In the worst case scenario you have a team of mutineers. Not to be mistaken for Musketeers! Both tend to seek company of like-minded peers. The former have self-righteous malicious intent, the latter has righteous flair. Both can be disruptive. Mutineers are worse.
If you have mutineers on board, you are in for a world of pain. Strong action is required. It means that your systems, structure, tribe, touch points and tasks are all out of whack. If you don’t get forced to walk the plank, then courageous accountability and transparency is the intervention required here – from the leader first.
This is a thorny issue. How do you contend with the sense of “I deserve it”? These individuals have a strong sense that something is owed to them. They feel the balance of effort versus return is out of balance whereas the leader sees it the other way around: employees have not yet given enough effort to warrant the (perceived) high expectations and demands. When staff start expressing their desire for more, and frustration that it’s not being delivered, the root cause is often lack of appreciation. Appreciation in leadership is like exercise for the body: it needs to be done regularly, with varying effort, in different contexts to keep from getting bored and getting stuck on a plateau.
Much has been written on the subject, largely to explain and then bemoan its absence in the corporate world. It seems that a few of us care about our work, organisations, and the people we work with.
I have not found this to be true. There are plenty of motivated and hard-working employees. One of the key components for successful teams and organisations is that there is a sense of growth, challenge, and fun.
When engagement starts to drop off, the key elements missing are appreciation, growth, and belonging. This is the tipping point. Get it wrong, and you slide towards entitlement. Get it right, and you tip the scales towards loyalty.
This is the holy grail of any business. If only people would do as they said, the way we want them to, and keep turning up for more.
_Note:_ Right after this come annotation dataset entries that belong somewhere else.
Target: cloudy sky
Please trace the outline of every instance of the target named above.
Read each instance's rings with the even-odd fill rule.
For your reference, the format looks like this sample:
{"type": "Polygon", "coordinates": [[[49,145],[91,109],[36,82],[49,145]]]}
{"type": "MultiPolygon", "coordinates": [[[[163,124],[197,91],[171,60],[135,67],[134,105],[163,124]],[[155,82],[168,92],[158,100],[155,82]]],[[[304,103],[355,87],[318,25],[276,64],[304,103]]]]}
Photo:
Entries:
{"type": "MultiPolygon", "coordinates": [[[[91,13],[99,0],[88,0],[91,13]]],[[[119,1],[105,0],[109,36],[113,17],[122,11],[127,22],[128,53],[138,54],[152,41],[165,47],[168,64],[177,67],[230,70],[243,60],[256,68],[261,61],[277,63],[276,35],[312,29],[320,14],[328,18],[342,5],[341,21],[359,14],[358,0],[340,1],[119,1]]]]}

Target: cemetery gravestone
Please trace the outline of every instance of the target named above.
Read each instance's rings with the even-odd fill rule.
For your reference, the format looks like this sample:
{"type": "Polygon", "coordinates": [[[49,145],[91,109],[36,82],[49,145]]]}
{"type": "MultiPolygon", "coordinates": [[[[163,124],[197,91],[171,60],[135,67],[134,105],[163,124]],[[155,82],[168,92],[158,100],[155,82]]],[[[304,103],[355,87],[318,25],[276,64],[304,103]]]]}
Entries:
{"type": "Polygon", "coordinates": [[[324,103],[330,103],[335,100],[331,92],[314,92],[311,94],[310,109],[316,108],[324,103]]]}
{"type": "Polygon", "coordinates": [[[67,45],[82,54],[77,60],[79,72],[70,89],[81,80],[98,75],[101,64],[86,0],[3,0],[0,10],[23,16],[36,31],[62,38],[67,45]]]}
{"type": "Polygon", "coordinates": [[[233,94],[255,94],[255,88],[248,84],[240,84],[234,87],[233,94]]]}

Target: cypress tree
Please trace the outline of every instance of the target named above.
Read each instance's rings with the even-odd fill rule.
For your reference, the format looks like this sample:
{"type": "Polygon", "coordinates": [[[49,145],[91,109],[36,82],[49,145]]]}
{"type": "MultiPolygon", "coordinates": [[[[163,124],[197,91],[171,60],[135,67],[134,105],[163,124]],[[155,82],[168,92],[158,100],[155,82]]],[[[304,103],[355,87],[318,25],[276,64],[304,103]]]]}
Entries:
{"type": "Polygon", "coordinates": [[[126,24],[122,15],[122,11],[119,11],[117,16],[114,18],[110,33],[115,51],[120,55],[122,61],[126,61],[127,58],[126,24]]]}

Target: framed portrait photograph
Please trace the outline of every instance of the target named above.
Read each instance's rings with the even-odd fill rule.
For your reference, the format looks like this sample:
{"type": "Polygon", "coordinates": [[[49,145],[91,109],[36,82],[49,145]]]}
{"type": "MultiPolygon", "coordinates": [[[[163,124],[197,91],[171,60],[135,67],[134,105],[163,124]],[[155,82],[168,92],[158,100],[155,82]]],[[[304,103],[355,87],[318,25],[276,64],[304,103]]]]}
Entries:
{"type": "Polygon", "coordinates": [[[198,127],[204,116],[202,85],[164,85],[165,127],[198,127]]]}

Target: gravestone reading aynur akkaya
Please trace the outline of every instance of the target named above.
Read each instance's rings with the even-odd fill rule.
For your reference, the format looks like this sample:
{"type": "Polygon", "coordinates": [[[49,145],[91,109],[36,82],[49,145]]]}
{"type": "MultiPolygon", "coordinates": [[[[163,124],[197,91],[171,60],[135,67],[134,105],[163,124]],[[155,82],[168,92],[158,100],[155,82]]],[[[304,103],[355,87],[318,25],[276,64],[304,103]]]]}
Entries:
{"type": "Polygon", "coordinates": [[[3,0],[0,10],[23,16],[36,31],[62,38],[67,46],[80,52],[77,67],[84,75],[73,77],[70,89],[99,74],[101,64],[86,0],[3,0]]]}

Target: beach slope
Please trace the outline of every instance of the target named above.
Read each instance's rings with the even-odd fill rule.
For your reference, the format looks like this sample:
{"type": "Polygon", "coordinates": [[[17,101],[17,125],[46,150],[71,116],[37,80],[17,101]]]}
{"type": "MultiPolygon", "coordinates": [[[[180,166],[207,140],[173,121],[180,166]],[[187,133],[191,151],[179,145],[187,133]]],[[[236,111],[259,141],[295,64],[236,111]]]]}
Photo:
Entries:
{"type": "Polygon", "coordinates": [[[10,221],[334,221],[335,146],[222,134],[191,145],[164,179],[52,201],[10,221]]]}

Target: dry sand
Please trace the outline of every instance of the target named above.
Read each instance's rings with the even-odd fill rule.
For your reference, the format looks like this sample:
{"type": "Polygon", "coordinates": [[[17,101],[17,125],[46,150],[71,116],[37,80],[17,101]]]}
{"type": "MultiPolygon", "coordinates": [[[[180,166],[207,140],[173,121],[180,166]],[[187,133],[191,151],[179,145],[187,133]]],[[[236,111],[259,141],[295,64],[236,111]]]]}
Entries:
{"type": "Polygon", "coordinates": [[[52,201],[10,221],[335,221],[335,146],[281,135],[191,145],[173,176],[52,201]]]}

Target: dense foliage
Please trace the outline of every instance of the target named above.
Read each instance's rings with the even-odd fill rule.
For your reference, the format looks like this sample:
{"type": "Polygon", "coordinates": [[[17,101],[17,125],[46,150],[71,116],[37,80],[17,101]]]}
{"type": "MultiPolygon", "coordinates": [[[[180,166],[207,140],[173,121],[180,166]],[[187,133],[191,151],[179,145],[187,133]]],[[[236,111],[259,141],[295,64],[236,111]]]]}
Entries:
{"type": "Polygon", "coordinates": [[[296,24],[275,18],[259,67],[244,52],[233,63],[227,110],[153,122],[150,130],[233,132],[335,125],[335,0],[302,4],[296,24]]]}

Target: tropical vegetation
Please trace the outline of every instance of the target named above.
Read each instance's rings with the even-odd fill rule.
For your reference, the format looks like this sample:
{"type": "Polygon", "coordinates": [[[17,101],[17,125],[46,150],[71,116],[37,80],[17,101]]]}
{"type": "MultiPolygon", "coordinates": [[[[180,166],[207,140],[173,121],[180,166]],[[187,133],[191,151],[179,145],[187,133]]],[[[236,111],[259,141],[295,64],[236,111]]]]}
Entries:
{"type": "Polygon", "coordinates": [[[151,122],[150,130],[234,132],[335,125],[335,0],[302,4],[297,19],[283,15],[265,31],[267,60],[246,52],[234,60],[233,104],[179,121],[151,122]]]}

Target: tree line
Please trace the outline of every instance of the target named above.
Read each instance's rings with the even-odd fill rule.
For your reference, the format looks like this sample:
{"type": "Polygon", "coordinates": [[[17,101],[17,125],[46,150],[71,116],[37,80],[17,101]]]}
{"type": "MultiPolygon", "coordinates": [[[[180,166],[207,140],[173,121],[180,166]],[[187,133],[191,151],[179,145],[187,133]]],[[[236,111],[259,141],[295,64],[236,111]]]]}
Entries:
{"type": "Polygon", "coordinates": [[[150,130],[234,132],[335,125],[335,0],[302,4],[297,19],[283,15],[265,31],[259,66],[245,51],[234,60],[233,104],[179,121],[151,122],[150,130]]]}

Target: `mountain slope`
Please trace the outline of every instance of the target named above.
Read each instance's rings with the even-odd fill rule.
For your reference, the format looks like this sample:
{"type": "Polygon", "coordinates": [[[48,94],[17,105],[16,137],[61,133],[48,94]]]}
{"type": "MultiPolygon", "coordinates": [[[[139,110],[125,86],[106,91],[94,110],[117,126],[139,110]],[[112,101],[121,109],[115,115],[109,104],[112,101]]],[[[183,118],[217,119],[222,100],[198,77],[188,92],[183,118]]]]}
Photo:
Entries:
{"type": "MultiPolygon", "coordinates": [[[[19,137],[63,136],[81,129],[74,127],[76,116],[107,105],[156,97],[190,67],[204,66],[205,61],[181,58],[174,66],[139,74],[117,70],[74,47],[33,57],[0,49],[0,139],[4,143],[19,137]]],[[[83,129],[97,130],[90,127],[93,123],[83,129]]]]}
Loyalty can be an asset, and it can also be an Achilles heel.
Loyalty can blind us to the failings of our peers and the system as a whole. If we value loyalty above other values we can compromise our integrity. Think Doug Stamper in House of Cards. Doug’s one key value is loyalty. He will literally do anything for his boss Frank Underwood including committing fraud, bullying, accepting blame for a murder he did not commit, and even committing a murder of his own. This is loyalty gone wrong. This kind of loyalty is based on fear of losing power and position, not love.
Healthy loyalty creates engaged employees. This happens when individuals feel part of the system, appreciate the system, but do not owe their identity to it.
Healthy loyalty is generated from the structures and systems we have in place that facilitate appreciation growth and belonging. The more we can create a sense of belonging, the stronger the healthy loyalty is. To avoid the dangers of blind loyalty, your job as a leader at this stage is to also foster independent thinking and an open forum where people can challenge each other’s ideas constructively. In other words, you’re building leaders and a system that supports them.
Where does your team sit? What can you do to create more accountability, appreciation, growth, and belonging?